# Why Are Our Customers Churning?

### Quick Reference
I. Find Baseline Probability  
II. Create a Baseline Model  
III. Create/Test Models and Identify Ω Model  

## I. Project Plan

### Summary

Zach, my team leader @ Telco Corp, wants to find out why our customers churning.  

Below is a list of questions he wants answers to: _tk, theres a new question from Maggie_

1. Are there features that indicate a higher propensity to churn? like type of internet service, type of phone service, online security and backup, senior citizens, paying more than x% of customers with the same services, etc.?
2. Is there a price threshold for specific services where the likelihood of churn increases once price for those services goes past that point?

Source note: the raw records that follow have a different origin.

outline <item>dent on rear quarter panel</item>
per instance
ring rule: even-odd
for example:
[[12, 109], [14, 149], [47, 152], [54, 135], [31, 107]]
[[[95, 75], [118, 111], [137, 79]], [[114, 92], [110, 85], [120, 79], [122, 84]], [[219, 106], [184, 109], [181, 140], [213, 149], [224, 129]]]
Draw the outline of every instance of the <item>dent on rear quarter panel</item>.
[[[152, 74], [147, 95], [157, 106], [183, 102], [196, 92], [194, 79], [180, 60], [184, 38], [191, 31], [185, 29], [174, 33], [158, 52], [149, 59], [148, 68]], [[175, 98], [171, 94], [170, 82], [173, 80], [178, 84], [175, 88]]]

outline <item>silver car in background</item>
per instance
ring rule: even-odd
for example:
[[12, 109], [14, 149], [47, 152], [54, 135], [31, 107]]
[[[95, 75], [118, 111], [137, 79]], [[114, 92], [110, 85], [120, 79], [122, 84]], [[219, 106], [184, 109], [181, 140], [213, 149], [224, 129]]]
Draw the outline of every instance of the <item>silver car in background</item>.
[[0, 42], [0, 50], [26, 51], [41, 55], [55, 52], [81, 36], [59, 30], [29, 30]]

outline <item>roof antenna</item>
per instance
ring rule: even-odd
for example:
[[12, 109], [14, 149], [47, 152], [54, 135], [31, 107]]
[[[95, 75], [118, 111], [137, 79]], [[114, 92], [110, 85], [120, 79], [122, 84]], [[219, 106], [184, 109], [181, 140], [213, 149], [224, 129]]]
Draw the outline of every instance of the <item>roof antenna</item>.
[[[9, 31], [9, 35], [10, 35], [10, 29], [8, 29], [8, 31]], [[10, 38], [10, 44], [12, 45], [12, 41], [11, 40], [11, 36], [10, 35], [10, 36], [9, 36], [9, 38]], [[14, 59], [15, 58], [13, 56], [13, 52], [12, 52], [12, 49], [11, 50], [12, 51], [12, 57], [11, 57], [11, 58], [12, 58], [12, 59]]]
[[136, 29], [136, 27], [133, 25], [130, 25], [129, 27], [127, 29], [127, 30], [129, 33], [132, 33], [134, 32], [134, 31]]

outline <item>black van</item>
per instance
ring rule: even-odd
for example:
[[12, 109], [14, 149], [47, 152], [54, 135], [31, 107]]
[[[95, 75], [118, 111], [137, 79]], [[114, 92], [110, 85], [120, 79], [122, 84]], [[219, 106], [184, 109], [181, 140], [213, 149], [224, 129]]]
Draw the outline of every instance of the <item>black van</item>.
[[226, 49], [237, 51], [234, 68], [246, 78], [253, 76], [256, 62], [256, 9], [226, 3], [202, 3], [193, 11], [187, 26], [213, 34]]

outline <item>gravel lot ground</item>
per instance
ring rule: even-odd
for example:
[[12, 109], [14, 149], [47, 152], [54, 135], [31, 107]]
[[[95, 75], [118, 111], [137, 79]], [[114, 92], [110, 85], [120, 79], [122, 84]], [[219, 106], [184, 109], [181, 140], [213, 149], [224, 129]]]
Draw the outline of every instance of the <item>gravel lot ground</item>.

If so, what is that point for what service(s)?
3. If we looked at churn rate for month-to-month customers after the 12th month and that of 1-year contract customers after the 12th month, are those rates comparable?

### Goals

The goals of the project are to answer the questions above and to deliver the following data products:

1. Report detailing my analysis in an .ipynb format
2. CSV file containing my predictions on a test data set
3. Google Slides explaining my chosen model
4. .py files that are used through the entire pipeline, and that contains _reproducible_ python scripts
5. Read Me file on a github repo containing all files created for this project
  
### Data Dictionary
| Feature 	| Description 	| Table of Origin 	| Notes 	|
|---------	|-------------	|-----------------	|-------	|
|         	|             	|                 	|       	|
|         	|             	|                 	|       	|
|         	|             	|                 	|       	|
|         	|             	|                 	|       	|
|         	|             	|                 	|       	|
|         	|             	|                 	|       	|
|         	|             	|                 	|       	|
|         	|             	|                 	|       	|
|         	|             	|                 	|       	|
|         	|             	|                 	|       	|
|         	|             	|                 	|       	|
|         	|             	|                 	|       	|
|         	|             	|                 	|       	|
|         	|             	|                 	|       	|
|         	|             	|                 	|       	|
|         	|             	|                 	|       	|
|         	|             	|                 	|       	|
|         	|             	|                 	|       	|
|         	|             	|                 	|       	|
|         	|             	|                 	|       	|
|         	|             	|                 	|       	|
|         	|             	|                 	|       	|
|         	|             	|                 	|       	|
|         	|             	|                 	|       	|
|         	|             	|                 	|       	|
|         	|             	|                 	|       	|
|         	|             	|                 	|       	|
|         	|             	|                 	|       	|
|         	|             	|                 	|       	|

### Packages

In [24]:
import pandas as pd
import numpy as np
import seaborn as sns
import pandas_profiling
import matplotlib.pyplot as plt

from sklearn.preprocessing import LabelEncoder, OrdinalEncoder

import wrangle
import prep
import model
import explore

from sklearn.model_selection import train_test_split
from sklearn.tree import export_graphviz
import graphviz
from sklearn.metrics import confusion_matrix
from sklearn.metrics import classification_report

import warnings
warnings.filterwarnings("ignore")

from scipy.stats import binom

## I. Find Baseline Probability

With the available data, what is the proportion of customers who churn?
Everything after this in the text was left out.